On Tuesday, Mayo CEO Dr. John Noseworthy said that if the Minnesota Legislature didn’t want to give the clinic half a billion dollars in tax breaks to support its plan for a $5 billion makeover of downtown Rochester, "there are 49 states that would like us to invest in them." On Wednesday, Mayo representatives went before the House Taxes committee to discuss the bill, and face the music.

“It was a dumb thing to say. It was dumb, dumb, dumb,” state Rep. John Lesch, DFL-St. Paul, chided the Mayo delegation. “Your CEO [was] going to the National Press Club in Washington, D.C.., and wagging a finger at the Minnesota Legislature. That’s what it looked like to me. I read that article and I was thoroughly disgusted.”
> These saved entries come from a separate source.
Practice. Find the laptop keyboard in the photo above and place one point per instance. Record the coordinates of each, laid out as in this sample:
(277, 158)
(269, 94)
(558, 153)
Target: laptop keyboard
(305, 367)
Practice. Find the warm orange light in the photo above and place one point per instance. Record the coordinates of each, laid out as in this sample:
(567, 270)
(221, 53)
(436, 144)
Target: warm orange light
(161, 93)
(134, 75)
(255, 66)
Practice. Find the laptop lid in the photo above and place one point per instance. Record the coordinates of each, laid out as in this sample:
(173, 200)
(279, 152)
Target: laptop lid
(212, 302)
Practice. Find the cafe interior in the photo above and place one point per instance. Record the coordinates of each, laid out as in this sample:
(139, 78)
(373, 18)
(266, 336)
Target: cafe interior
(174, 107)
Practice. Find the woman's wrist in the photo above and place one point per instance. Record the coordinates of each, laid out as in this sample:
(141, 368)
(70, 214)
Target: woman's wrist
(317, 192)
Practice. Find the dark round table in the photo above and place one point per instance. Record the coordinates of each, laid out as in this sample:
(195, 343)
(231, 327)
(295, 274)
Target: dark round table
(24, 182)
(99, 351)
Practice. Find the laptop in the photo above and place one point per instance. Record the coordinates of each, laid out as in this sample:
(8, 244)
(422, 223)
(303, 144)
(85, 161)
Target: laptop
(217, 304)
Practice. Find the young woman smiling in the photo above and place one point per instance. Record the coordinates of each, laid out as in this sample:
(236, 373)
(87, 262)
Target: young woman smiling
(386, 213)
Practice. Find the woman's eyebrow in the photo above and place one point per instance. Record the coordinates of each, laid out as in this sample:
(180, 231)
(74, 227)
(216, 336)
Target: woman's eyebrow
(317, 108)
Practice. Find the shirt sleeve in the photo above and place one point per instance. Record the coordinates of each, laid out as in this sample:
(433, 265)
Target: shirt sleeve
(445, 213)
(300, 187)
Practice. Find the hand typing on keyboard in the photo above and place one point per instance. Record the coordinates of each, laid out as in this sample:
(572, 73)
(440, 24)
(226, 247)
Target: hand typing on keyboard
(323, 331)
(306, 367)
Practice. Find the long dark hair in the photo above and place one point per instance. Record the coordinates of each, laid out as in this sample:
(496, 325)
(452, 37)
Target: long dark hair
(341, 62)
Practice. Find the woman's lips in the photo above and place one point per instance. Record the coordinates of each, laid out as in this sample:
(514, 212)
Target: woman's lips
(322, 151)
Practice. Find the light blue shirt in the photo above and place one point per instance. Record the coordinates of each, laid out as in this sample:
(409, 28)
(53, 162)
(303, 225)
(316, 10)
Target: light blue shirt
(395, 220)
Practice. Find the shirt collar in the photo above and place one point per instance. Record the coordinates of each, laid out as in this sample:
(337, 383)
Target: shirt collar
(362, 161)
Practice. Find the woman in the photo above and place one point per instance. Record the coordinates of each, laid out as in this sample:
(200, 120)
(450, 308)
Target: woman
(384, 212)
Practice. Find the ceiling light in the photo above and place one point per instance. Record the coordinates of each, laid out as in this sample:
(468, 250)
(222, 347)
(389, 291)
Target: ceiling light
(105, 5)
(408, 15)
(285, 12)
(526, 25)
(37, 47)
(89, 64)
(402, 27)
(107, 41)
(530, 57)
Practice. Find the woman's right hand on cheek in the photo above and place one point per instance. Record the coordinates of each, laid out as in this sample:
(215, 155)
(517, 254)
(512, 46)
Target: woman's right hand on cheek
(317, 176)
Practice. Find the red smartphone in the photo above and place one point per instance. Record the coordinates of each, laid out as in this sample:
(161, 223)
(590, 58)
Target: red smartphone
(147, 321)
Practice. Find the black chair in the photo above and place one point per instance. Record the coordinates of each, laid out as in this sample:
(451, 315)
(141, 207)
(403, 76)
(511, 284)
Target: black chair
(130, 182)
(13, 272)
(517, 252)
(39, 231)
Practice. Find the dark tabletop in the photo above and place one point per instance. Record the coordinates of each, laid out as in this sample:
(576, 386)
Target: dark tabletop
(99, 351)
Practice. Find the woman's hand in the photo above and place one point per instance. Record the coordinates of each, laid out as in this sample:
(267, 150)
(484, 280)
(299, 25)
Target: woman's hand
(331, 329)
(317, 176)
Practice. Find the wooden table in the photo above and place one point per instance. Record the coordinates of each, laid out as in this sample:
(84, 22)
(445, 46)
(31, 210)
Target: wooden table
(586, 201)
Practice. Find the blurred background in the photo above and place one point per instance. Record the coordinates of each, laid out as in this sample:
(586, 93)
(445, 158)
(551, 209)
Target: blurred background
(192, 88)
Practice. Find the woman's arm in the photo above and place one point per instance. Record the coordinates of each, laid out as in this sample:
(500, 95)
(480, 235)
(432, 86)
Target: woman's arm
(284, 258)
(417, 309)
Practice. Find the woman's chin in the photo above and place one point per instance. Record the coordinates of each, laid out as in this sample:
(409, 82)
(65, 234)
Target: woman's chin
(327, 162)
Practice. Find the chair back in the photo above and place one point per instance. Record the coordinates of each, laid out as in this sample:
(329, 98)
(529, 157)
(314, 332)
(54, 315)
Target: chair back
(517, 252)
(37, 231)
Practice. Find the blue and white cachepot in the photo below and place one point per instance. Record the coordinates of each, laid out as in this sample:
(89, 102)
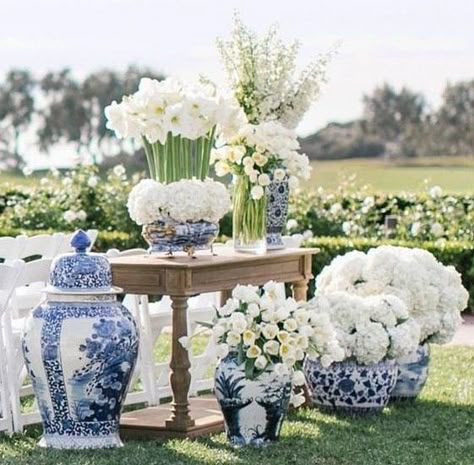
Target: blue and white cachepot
(80, 347)
(412, 374)
(253, 410)
(168, 236)
(277, 212)
(350, 388)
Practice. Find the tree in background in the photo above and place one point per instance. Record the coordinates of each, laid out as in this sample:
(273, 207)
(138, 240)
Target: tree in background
(394, 117)
(454, 121)
(16, 112)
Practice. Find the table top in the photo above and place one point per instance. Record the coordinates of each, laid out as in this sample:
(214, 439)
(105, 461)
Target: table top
(204, 259)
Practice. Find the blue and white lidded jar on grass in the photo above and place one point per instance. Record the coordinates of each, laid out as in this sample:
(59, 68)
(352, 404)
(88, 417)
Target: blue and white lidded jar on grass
(80, 347)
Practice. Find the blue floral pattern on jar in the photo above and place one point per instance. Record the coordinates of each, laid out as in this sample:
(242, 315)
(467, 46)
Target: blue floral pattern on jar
(350, 388)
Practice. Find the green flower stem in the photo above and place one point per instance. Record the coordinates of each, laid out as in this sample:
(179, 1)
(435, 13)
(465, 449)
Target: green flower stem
(179, 158)
(249, 215)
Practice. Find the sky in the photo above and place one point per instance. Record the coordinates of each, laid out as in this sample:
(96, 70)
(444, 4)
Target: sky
(422, 44)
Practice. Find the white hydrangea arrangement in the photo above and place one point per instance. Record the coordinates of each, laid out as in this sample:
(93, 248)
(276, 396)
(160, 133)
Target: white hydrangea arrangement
(259, 151)
(369, 329)
(262, 74)
(433, 293)
(186, 200)
(264, 329)
(177, 124)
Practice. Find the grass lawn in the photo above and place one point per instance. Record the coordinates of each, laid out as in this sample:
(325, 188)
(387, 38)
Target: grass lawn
(436, 430)
(453, 174)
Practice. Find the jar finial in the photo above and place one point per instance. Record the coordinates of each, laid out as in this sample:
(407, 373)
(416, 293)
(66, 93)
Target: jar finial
(80, 241)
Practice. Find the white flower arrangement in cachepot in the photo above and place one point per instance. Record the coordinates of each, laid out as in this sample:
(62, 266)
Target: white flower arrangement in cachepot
(432, 292)
(373, 332)
(177, 124)
(262, 339)
(182, 215)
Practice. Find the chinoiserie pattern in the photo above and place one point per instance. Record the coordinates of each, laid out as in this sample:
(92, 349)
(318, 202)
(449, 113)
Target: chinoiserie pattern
(277, 212)
(350, 388)
(412, 375)
(171, 236)
(253, 410)
(80, 406)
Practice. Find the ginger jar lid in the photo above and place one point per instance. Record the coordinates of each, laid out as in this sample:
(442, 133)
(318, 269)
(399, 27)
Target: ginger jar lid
(81, 272)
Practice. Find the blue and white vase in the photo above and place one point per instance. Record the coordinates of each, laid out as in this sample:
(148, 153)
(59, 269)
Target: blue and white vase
(168, 236)
(80, 347)
(350, 388)
(253, 410)
(277, 212)
(412, 374)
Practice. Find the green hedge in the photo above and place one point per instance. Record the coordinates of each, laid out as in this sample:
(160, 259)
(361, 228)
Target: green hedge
(456, 253)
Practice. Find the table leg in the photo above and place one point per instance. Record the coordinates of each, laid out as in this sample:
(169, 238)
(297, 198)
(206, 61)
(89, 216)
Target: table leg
(180, 377)
(300, 290)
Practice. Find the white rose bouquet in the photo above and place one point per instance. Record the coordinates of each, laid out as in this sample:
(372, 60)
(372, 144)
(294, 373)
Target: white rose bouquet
(177, 124)
(264, 329)
(432, 292)
(369, 329)
(186, 200)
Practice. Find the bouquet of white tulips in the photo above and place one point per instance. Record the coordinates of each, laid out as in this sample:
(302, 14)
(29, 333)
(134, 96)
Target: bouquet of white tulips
(268, 331)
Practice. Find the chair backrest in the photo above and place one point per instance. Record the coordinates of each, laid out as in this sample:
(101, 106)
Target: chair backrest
(40, 246)
(65, 246)
(10, 248)
(10, 275)
(36, 271)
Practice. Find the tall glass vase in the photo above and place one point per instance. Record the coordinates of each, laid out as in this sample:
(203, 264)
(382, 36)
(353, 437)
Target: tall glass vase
(249, 218)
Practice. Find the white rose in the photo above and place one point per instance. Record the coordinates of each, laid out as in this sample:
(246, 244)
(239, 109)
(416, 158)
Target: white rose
(233, 339)
(249, 337)
(253, 351)
(279, 174)
(271, 347)
(270, 331)
(261, 362)
(264, 180)
(298, 378)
Noseworthy’s remarks, Lesch said, make him less inclined to vote for the bill.

“My support went from neutral and considering and after seeing that article, it plummeted,” he said.

Mayo was already facing a tough sell for its bill at the State Legislature, where lawmakers were questioning the sheer size of the request and the funding mechanisms Mayo was proposing. Bill sponsor Rep. Kim Norton, DFL-Rochester, said the bill is being retooled into a “Plan B” proposal that she will present next week.

“Forty-nine states would love to have the Mayo Clinic,” she said. “We’re lucky to be the one that does. Hopefully we can keep it here.”

Mayo physician and spokesman Dr. Brad Narr said, “I’m on a hot seat because my CEO talked about 49 states this morning.”

If the bill doesn’t pass, Mayo likely won’t pull up stakes and leave. But the healthcare giant also operates sprawling campuses in Jacksonville, Fla., and Phoenix, Ariz., and it might decide to turn its future growth plans to the Sun Belt states where so many of its patients already live. After all, he noted, “there are a lot more organs to transplant in Florida.”

“This will help us grow in Minnesota,” he said, noting that none of the $500 million would go to Mayo, just to support development projects in the community over the next 30 years. “I don’t want to think, what-if. I cannot threaten this group and say, if-this, then-that. No. I want the Mayo Clinic to grow in Minnesota.”